もしかしたら、ものすごく痛いのでは?と思ったが、噛まれた瞬間にちょっとチクッとしただけだった。

問題は・・・。

「なんかすごく気持ち良いんだけど・・・。」

「吸血鬼の吸血は、血の代償として快楽を与えるってお母さんが言ってたよ。」

そういえばそんな設定あったな!

「眷属の血おいしい・・・。

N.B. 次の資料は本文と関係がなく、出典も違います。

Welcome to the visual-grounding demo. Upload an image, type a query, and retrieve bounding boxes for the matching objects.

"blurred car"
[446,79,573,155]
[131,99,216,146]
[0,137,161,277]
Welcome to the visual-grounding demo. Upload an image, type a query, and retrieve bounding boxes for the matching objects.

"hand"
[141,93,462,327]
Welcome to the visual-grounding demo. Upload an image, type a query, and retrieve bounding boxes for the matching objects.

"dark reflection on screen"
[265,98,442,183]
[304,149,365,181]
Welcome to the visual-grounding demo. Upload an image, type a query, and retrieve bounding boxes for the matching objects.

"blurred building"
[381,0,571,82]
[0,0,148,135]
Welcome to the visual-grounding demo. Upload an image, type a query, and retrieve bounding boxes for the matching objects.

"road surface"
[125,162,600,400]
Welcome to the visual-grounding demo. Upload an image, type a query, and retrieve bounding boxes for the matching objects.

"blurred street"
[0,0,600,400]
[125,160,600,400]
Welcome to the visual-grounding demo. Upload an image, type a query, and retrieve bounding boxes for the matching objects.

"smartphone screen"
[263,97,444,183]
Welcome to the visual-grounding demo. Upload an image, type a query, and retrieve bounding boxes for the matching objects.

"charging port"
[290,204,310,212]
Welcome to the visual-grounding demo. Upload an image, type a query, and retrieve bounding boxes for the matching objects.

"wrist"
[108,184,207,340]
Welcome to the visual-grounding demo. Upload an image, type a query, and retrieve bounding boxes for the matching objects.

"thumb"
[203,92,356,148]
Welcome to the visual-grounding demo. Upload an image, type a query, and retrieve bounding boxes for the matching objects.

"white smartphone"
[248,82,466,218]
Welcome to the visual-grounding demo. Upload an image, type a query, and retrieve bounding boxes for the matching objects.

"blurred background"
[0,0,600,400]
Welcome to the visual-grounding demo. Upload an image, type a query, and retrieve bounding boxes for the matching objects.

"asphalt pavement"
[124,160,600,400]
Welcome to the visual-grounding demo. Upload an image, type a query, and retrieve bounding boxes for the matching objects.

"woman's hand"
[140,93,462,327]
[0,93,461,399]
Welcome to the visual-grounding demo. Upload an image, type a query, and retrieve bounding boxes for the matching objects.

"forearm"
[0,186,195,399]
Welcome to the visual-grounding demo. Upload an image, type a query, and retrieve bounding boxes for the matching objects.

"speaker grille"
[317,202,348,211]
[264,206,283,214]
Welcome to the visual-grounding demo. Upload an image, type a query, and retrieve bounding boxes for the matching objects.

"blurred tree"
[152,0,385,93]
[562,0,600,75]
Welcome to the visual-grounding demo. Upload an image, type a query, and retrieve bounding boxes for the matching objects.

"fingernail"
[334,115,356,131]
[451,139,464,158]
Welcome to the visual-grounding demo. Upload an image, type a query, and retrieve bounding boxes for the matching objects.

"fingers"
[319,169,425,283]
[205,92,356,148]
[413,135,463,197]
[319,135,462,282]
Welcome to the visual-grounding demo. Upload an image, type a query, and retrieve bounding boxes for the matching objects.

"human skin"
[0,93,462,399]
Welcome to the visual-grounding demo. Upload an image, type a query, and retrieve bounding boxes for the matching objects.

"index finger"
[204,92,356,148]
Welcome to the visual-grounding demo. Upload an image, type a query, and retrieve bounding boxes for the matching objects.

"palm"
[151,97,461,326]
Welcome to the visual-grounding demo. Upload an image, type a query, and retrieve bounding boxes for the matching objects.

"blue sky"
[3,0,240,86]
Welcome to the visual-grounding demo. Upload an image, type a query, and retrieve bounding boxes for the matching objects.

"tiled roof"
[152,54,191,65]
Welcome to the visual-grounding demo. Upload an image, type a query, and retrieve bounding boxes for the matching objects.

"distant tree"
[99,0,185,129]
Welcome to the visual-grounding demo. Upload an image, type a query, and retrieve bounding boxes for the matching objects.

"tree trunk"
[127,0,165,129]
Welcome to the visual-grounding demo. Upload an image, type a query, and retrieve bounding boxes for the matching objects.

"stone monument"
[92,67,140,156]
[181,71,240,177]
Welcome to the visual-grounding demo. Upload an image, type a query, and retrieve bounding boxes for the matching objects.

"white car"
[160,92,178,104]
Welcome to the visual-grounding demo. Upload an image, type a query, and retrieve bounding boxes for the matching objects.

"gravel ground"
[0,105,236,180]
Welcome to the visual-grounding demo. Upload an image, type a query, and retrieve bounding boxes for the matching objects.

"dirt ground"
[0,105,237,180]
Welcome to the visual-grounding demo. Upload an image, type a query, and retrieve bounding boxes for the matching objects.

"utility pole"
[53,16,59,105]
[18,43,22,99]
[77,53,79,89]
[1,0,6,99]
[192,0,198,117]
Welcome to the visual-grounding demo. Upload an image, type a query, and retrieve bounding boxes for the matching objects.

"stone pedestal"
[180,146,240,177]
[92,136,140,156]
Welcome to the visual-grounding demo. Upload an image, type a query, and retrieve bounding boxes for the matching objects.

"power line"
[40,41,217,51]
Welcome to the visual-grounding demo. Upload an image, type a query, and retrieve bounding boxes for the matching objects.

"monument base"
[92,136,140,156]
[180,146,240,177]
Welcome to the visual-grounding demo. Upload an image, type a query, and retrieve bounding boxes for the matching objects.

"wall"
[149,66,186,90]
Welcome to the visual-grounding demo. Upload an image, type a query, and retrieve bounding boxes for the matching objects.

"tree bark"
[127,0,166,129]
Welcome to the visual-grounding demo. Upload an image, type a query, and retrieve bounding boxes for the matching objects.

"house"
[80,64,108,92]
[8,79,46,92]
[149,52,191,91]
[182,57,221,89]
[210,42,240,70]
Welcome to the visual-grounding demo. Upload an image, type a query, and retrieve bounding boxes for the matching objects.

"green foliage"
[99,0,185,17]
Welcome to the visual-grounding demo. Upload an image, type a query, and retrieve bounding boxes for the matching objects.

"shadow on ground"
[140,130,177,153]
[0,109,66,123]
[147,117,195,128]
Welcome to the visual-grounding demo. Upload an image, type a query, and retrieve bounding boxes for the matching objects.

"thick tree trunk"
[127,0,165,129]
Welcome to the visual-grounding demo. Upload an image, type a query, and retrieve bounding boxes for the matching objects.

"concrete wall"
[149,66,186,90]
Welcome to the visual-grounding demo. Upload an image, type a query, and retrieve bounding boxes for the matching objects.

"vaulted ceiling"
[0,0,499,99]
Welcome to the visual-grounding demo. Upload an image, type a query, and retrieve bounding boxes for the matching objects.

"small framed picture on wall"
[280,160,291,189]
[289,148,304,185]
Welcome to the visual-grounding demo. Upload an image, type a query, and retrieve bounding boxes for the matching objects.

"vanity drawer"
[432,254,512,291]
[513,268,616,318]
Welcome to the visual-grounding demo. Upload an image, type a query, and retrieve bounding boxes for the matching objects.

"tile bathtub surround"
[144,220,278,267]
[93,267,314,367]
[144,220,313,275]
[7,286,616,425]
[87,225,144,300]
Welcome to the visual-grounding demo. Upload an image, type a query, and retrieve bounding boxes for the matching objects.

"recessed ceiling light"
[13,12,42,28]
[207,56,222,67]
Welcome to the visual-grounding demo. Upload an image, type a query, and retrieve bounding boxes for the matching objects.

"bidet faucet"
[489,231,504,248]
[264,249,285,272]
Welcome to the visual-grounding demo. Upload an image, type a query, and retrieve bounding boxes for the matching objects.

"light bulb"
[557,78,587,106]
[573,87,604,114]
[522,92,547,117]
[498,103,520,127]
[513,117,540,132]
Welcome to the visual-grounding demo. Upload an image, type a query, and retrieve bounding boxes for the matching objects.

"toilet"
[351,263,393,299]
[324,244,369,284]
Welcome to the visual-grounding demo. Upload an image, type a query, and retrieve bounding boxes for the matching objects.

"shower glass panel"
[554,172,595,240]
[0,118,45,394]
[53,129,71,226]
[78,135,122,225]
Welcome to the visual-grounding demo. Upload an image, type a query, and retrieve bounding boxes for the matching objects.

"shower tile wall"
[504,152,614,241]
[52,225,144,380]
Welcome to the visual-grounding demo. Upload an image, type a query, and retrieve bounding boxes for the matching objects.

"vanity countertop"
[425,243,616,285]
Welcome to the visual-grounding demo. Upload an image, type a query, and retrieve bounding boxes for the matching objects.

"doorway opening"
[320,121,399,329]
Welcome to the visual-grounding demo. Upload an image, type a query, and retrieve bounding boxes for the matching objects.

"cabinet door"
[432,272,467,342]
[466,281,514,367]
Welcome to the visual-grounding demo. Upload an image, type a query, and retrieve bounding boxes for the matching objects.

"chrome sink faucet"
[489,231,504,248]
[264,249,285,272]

もっと吸っちゃダメ・・・?」

カミラが上目遣いで聞いてくる。

これは・・・やばい・・・。

理性ではダメだとわかっているのに、身体がもっとしてほしいと思っている。

もうちょっとぐらいなら良いだろうか・・・?

「あー!!!!ご主人様に何をしているのです!」

快楽に負けて、カミラに許可を出そうとしたところでウルファの声が聞こえた。

その声で俺は正気に戻った。


「どうしてこうなった?」

あの後、散々ウルファに怒られて、身体を拭き終わった俺らは寝ることに。

ちなみにこの部屋で身体は拭いているが、部屋には仕切りがあるので、ちゃんとお互い見えないようにはしている。

もっとも怒られているうちにお湯は冷めてしまい、身体を拭き終わる頃にはすっかり身体が冷えてしまったが。

それはカミラも同じだったようで、俺がベッドに入ると、カミラも寒いーと言いながらベッドに入る。

ただし、俺が寝ているベッドに。

さらにウルファも狼ではなく、人型で入ってくる。

せめて狼型にと言ったが、カミラは良いのにですか?となんか怖い笑顔で言われたので、許可するしかなかった。

最終的に俺はカミラとウルファに片腕ずつ抱き着かれた状態に。

結局、使うベッドは一つだけかよ・・・。